Loading Now

Summary of Crmsp: a Semi-supervised Approach For Key Information Extraction with Class-rebalancing and Merged Semantic Pseudo-labeling, by Qi Zhang et al.


CRMSP: A Semi-supervised Approach for Key Information Extraction with Class-Rebalancing and Merged Semantic Pseudo-Labeling

by Qi Zhang, Yonghong Song, Pengcheng Guo, Yangyang Hui

First submitted to arxiv on: 19 Jul 2024

Categories

  • Main: Machine Learning (cs.LG)
  • Secondary: Artificial Intelligence (cs.AI)

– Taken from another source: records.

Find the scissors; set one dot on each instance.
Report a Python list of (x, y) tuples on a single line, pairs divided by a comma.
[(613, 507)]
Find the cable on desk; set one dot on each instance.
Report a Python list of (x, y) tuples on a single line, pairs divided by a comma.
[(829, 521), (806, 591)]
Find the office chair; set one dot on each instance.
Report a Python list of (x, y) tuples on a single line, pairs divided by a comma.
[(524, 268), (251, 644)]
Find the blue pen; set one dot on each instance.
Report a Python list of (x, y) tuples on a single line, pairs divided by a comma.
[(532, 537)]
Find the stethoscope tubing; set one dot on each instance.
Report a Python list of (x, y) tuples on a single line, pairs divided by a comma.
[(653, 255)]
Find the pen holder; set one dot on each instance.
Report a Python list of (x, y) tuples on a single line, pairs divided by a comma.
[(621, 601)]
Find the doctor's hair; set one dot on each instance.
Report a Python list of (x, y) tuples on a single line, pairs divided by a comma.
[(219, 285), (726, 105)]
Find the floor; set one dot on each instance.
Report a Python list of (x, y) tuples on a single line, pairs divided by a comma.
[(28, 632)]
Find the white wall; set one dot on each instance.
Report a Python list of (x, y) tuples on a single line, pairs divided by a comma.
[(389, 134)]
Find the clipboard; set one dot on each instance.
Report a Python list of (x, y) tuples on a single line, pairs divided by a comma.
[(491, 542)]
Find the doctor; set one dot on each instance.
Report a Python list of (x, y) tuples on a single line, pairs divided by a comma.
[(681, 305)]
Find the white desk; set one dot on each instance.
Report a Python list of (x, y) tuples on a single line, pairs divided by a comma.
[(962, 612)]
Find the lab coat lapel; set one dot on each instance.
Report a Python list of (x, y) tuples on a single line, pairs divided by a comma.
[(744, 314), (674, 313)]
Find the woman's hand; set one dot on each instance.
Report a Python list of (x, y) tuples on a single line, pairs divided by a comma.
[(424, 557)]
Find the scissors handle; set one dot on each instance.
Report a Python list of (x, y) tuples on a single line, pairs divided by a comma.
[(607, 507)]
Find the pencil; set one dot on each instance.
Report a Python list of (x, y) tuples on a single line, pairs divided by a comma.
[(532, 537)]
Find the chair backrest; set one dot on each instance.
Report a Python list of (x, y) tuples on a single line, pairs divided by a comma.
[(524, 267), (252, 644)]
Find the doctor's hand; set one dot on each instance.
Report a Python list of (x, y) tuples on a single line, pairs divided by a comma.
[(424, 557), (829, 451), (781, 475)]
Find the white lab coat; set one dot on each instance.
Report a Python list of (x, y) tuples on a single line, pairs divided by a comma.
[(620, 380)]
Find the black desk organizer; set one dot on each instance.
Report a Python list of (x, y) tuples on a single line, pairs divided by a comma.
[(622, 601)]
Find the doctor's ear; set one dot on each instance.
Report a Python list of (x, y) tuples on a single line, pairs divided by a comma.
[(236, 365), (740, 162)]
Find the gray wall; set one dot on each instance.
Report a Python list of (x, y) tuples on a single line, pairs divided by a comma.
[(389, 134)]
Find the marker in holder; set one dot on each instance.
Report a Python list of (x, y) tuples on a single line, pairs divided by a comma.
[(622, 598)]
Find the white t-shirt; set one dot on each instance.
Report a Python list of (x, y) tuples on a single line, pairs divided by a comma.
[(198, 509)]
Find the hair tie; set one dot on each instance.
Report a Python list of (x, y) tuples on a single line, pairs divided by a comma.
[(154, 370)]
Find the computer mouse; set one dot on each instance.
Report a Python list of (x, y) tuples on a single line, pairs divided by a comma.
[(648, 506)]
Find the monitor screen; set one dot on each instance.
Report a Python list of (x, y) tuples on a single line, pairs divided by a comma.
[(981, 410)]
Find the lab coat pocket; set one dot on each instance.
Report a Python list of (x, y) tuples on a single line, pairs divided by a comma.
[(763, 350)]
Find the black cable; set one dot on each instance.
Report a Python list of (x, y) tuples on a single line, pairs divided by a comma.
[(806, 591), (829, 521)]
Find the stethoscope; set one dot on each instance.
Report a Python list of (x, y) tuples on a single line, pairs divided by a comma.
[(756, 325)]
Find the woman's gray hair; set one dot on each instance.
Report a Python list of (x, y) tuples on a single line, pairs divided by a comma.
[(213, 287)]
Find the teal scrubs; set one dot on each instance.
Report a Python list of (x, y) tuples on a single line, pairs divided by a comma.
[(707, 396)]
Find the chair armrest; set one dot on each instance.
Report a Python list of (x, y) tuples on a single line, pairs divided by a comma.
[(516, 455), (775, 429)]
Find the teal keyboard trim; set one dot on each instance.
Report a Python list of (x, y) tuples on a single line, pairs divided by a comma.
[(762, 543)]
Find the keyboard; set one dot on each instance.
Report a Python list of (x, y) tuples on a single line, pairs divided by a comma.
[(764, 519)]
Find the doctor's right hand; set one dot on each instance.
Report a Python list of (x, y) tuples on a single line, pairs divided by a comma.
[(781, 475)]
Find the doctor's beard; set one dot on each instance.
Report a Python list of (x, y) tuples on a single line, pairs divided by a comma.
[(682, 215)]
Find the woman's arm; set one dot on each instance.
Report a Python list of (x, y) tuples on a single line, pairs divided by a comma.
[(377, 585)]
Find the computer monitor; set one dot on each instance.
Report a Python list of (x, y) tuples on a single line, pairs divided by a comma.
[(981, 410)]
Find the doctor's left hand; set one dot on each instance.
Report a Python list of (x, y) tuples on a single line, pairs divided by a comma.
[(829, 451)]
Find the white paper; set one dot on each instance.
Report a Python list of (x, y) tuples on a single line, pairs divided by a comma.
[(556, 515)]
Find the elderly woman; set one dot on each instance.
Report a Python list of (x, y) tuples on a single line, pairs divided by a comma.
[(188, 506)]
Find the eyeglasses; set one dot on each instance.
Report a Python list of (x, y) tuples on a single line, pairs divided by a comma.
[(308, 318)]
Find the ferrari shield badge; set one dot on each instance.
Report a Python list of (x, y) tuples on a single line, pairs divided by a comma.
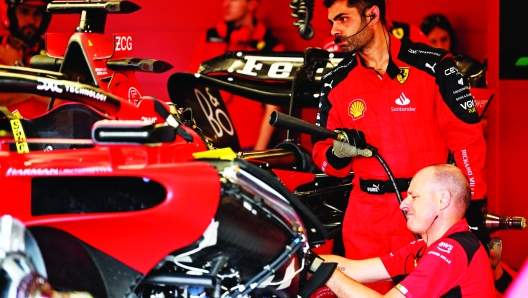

     Abstract of paper      PDF of paper


GrooveSquid.com Paper Summaries

GrooveSquid.com’s goal is to make artificial intelligence research accessible by summarizing AI papers in simpler terms. Each summary below covers the same AI paper, written at different levels of difficulty. The medium difficulty and low difficulty versions are original summaries written by GrooveSquid.com, while the high difficulty version is the paper’s original abstract. Feel free to learn from the version that suits you best!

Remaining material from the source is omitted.